The absorption rate of alcohol depends on the alcohol content, so more alcohol is absorbed in a certain duration of time from a wine at 15% compared to a wine at 12,5%. This absorption rate increases up to 20-25%-ish ABV, after which the absorption rate stays pretty much the same. In that aspect it makes sense how even an identical amount of alcohol in grams enjoyed in the form of beer, low-alcohol wine, high-alcohol wine and fortified wine can have different effects on a person.
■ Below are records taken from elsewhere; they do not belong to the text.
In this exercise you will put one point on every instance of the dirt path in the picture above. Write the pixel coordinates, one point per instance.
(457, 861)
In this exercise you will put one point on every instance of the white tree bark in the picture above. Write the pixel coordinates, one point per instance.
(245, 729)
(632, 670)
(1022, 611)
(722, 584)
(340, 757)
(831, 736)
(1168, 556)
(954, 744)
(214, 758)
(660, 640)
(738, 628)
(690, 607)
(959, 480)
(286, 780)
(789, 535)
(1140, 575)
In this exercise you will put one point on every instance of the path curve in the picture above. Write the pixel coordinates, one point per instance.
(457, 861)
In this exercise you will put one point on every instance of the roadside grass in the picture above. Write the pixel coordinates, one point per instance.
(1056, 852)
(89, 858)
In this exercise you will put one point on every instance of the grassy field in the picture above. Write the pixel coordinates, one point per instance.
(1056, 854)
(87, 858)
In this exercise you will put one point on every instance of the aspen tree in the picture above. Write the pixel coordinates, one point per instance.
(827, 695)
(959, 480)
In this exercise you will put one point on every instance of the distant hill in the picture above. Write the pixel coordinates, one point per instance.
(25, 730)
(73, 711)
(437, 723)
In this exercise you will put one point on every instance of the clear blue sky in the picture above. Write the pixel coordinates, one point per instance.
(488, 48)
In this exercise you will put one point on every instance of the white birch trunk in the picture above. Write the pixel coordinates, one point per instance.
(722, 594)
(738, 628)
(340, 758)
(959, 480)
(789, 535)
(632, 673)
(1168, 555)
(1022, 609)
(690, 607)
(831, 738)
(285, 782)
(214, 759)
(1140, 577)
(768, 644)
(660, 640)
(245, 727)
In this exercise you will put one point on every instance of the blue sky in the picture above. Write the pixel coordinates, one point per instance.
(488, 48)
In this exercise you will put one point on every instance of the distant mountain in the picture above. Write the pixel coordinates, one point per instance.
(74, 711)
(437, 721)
However, what makes it interesting is that carbonation increases alcohol absorption rate. Alcohol from a 12,5% sparkling wine might be absorbed into the body at the same rate as a still high-alcohol wine.

And of course it should be remembered that drinking alcohol with food retards the absorption rate into the body, making the blood alcohol levels peak much lower, spreading it over a longer period of time.

I like scotch, but I tend to only have one smallish pour, when I am not drinking anything else. I don’t drink enough to really feel it.

When I drink Port, it is usually a very small pour, almost always after a longer night of eating and drinking, where I have already had many glasses of wine. It would be hard to single out the effect of the port versus the quantity of the rest of what I drank.

I notice the difference in wine from 12.5% to 15.5% when I am sharing a bottle of wine with my wife, with food, and I don’t want to feel the alcohol.